POLITICO.EU
By
JORDI SANCHEZ
22-05-2017.-
Unionist politicians often rebuke their critics with the platitude that Spain is already one of the most decentralized countries in the world. But is it really? No American, Belgian or Scot would accept devolved powers that could be overruled by a simple majority in the national parliament without consequences, as happens here.
On paper, Catalonia has home rule. In reality, not much is left. Thanks to Spain’s centralist zeal, Barcelona’s suburban trains, its airport and even its harbor are tightly controlled by the government in Madrid.
In Germany, by contrast, the city-state of Hamburg owns and controls its suburban train network, airport and seaport, without calling into question Germany’s unity. In the United States, the criminal code is determined by all 50 states. In Catalonia, we can’t even have our own High Council of the Judiciary. Every institution is tightly controlled and limited by the central government.
To add insult to injury, more than 40 years after the death of dictator Francisco Franco, Catalans are still being discriminated against for speaking their own language. In one of countless examples this year already, a university professor was
fined €601 for daring to speak Catalan to a Spanish police officer at Barcelona airport.

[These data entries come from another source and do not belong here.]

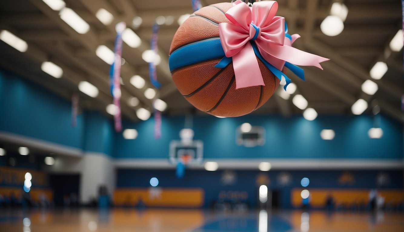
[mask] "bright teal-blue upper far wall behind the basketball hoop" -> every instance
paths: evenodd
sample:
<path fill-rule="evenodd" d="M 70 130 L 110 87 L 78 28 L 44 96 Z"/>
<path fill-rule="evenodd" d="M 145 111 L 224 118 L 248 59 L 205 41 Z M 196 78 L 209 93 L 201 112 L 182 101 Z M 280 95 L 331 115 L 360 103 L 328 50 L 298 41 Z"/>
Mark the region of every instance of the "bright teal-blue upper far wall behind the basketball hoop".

There were two decisions by the central authorities that served as the conclusive detonators for the independence movement. One was Madrid’s repeated refusal to comply with public investment commitments in Catalonia. The other was the Constitutional Court’s 2010 judgment on the Catalan Statute of Autonomy, whereby the court, acting at the behest of Madrid’s governing Popular Party, presumed to correct the Catalan people’s democratic will.
The court modified and cut back a text approved by the parliaments of Spain and Catalonia and, most importantly, by 73.9 percent of Catalan voters in a binding referendum. The court — whose members have clear party links and are suspected by many of
following party lines — did the conservatives’ dirty job and imposed the party’s agenda. In doing so, it violated the constitution it is meant to protect.
This is nothing new. Successive Spanish governments have violated Catalan autonomy with impunity. They have pushed through legislation on issues over which they have no mandate and challenged perfectly constitutional Catalan decrees, thus automatically blocking them. Meanwhile, Spanish Prime Minister Mariano Rajoy’s administration has failed to comply with 34 Constitutional Court judgments that are favorable to Catalonia.
Spain’s congress and government have repeatedly
turned down requests for a binding referendum on independence — a measure that enjoys the support of as many as 8 out of 10 of the region’s residents, according to most polls.
Indeed, more than half of the Catalan population says it would support a binding referendum — even if holding one was prohibited by Spanish law or opposed by the government. Polls also show that an overwhelming majority would accept the result of a referendum, whatever the result.